A loophole in the law allows tow-truck drivers to take a car from a

bank parking lot while its owner is at the ATM, and some towing

companies are taking advantage.

Costa Mesa resident Richard Cohen bought something at a store and

left his car there while going someplace else. His car was towed.

“It’s a racket,” Cohen said. “They charge outrageous amounts of

money.”

Some say tow-truck companies are bending the law for a quick buck,

towing cars left for only a few minutes on private properties. What

the companies are doing sometimes violates California law, Orange

County Deputy Dist. Atty. Lesley Young said. But because a federal

ruling prevents states from enforcing that law, she added, there is

little that local cities and police departments can do to help people

who say their cars were unfairly towed.

“These towing companies are victimizing the citizens of Orange

County,” Young said. “People, we feel, are not being given fair

warning that they’re going to be towed.”

Property owners who want to keep their parking spaces open for

customers often forge contracts with local towing companies to patrol

their lots, Young said. But, she added, some towing companies are

taking the next step, lying in wait for people to park their car and

walk across the street -- even if it’s just to get a newspaper and

come back to patronize the business.

“We think there’s predatory towing going on [in the city],”

Newport Beach Police Sgt. Steve Shulman said. “In some cases,

tow-truck drivers will watch a person park and walk away, then they

come in and hook [the car] up.”

Property owners must give drivers a one-hour grace period and

specify to tow-truck drivers which cars they want towed, according to

the California Vehicle Code. More often than not, that isn’t done,

Young said.

The problem is that the same federal legislation that deregulated

the airline industry 10 years ago also covers tow-truck drivers.
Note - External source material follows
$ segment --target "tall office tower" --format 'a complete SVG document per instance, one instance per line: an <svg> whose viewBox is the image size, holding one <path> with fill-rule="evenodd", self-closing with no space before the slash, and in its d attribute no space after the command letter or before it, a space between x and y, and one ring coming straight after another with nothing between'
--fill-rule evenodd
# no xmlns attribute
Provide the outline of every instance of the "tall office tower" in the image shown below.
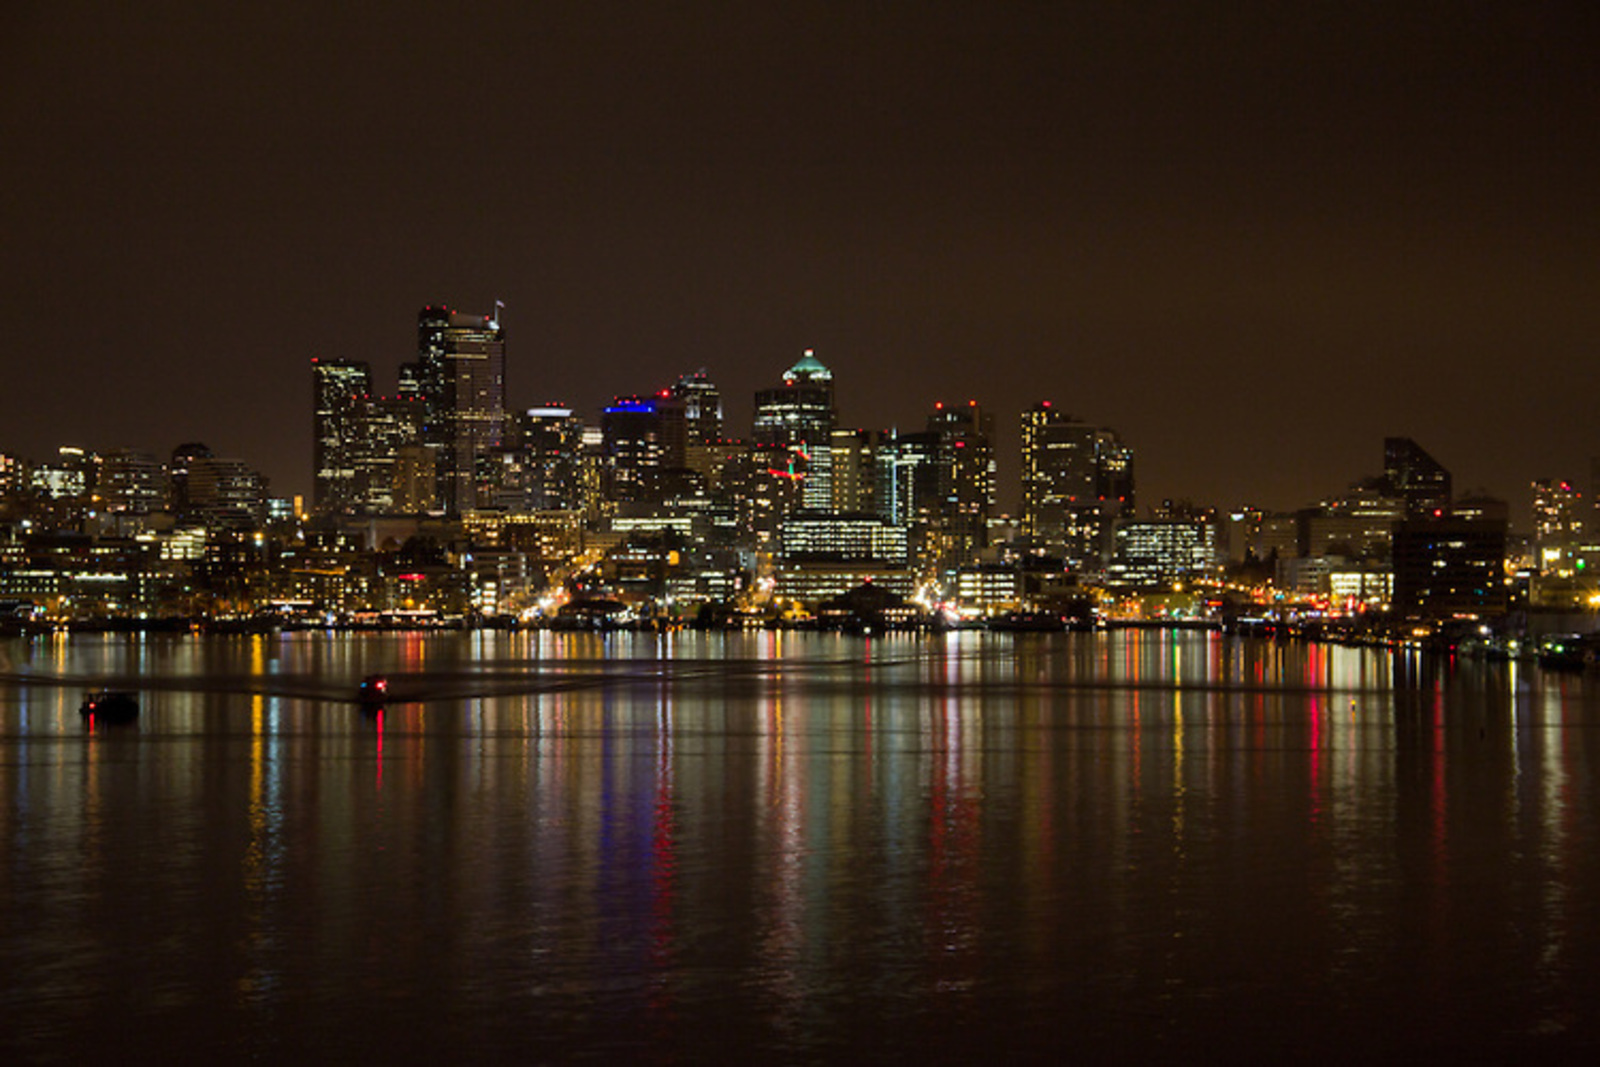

That

means the state cannot legislate them except for safety issues, and

there are no laws regulating the towing industry at the federal

level, leaving them unregulated, Young said.

Some towing companies are taking advantage of the loophole to tow

cars and charge people hundreds of dollars to get them back, she

said. Many people have called the Costa Mesa and Newport Beach police

departments only to find that law enforcement’s hands are tied.

“It’s very frustrating, because I want to help them,” Costa Mesa

Police Sgt. Rich Allum said. “This is a criminal violation, but I

can’t enforce it because I have a federal court decision that says I

can’t.”

Less-than-scrupulous towing companies give the industry a bad

name, said Chris Yagerlener, a manager at G & W Towing, which has

contracts with the Costa Mesa and Newport Beach police departments.

There is a need for towing cars, he said, but not for going into lots

and towing cars in the middle of the night.

One area notorious for aggressive towing is the corner of Harbor

Boulevard and Wilson Street, Yagerlener said. The lots on either side

of Wilson are hot spots for such activity, he said.

The Orange County district attorney’s office is investigating ways

to take control of the practice of so-called predatory towing.

One case in the Ninth Circuit Court of Appeals held that states

can’t enforce the state vehicle code, as it applies to tow trucks.

The court will hear a case that aims to reverse that decision

sometime next year.

For now, Allum said, Costa Mesa Police are doing what they can to

help people document the tow if they want to pursue it in

small-claims court. He refers them to the part of the state vehicle

code that defines what their rights are.

If the court changes its decision, police can enforce the law or

punish unscrupulous towing companies, Allum said.

“They’re doing it until somebody puts a stop to it,” Yagerlener

said. “Until then, it’s a crazy world out there, towing-wise.”